Damit verbunden ist der psychologische Prozess von BestätigungsvoreingenommenheitWenn Sie hören oder lesen oder jemand Ihnen etwas sagt, das sich für Sie falsch anhört, neigen Sie dazu, Ideen, Fakten oder Daten auszublenden, die nicht mit Ihren derzeitigen Überzeugungen übereinstimmen.

Bestätigungsfehler können sich auf eine Vielzahl von Problemen beziehen, einschließlich gun control, sexuelle Doppelmoral und mehr.

3-Gründe, warum Menschen in die Lügen der Politiker geratenEmotionen können Menschen dazu bringen, unwahre Aussagen zu glauben. Worawee Meepian / shutterstock.com

3. Überschätzen Sie Ihr eigenes Wissen

Dies bringt uns zum Dunning-Kruger-Effekt.

Menschen mit geringeren Fähigkeiten neigen dazu, ihr Wissen und Verständnis zu überschätzen. Wenn ich einen schlechten Ruf eines Fußballschiedsrichters sehe, könnte ich als Erstes sagen, dass ich diesen Anruf hätte richtig machen können, aber ich bin überhaupt nicht als Schiedsrichter ausgebildet und hätte keine Ahnung, welchen Ruf er machen soll die meisten spielt.

Diese Wahrnehmung illusorischer Überlegenheit kommt von Menschen, die nicht in der Lage sind zu erkennen, dass sie nicht wissen, was sie nicht wissen. Dies macht es umso schwieriger, "falsche Nachrichten" von der Realität zu trennen. In einer 2017-Studie haben Forscher Chris Vargo von der University of Colorado sowie Lei Guo und Michelle Amazeen von der Boston University diese falschen Berichte gezeigt sind maßgeblich an der Festlegung der Nachrichtenagenda für parteiliche Medien beteiligttrotz der Bemühungen der Fact-Checkers. Andere Untersuchungen zeigen das Die meisten Amerikaner, die gefälschte Nachrichten sehen, glauben es.
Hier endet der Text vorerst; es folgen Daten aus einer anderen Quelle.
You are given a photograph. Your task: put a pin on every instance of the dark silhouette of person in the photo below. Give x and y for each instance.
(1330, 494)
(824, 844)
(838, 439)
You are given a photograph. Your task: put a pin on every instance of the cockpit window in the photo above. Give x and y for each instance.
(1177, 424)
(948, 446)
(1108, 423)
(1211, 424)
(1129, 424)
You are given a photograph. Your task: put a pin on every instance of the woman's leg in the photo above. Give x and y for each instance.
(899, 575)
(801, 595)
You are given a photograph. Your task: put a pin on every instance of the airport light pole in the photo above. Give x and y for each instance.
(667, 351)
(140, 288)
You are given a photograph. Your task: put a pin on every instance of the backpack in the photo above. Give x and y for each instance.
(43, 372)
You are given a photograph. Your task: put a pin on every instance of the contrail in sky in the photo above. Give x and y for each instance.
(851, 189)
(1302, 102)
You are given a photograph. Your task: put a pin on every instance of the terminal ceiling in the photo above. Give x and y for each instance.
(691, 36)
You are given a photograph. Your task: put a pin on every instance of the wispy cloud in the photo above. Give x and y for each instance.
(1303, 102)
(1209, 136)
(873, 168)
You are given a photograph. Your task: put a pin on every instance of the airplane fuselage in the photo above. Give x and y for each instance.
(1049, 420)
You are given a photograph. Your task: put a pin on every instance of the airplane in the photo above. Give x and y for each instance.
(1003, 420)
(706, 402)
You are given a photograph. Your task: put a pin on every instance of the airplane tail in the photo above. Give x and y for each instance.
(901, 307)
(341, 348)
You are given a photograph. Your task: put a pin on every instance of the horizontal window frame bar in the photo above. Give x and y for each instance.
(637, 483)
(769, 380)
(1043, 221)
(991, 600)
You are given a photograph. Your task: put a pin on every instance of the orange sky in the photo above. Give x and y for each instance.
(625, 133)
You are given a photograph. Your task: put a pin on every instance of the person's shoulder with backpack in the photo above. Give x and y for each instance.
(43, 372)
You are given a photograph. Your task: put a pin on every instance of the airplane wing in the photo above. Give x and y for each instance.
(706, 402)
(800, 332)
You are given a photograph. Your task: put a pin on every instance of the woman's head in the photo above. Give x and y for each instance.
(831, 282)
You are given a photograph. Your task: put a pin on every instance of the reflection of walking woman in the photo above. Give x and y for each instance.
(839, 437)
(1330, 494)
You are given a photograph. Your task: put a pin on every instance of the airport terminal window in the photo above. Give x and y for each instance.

In Verbindung mit einem generellen Mangel an Wissen über politische Prozesse machen diese mentalen Prozesse es für jedermann schwierig, die Fakten zu wichtigen Themen zu verstehen. Gewählte Staatsbeamte werden von den Wählern eingestellt, weil sie gut sind, Dinge zu sagen, die Sie gerne hören. Sie werden für das, was sie sagen, belohnt - und nicht dafür, das Richtige zu tun.Das Gespräch

Über den Autor

Mack Clayton Shelley, II., Universitätsprofessor für Politikwissenschaft, Statistik und Schule für Bildung, und Vorsitzender der Fakultät für Politikwissenschaft, Iowa State University

Dieser Artikel wird erneut veröffentlicht Das Gespräch unter einer Creative Commons-Lizenz. Lies das Original Artikel.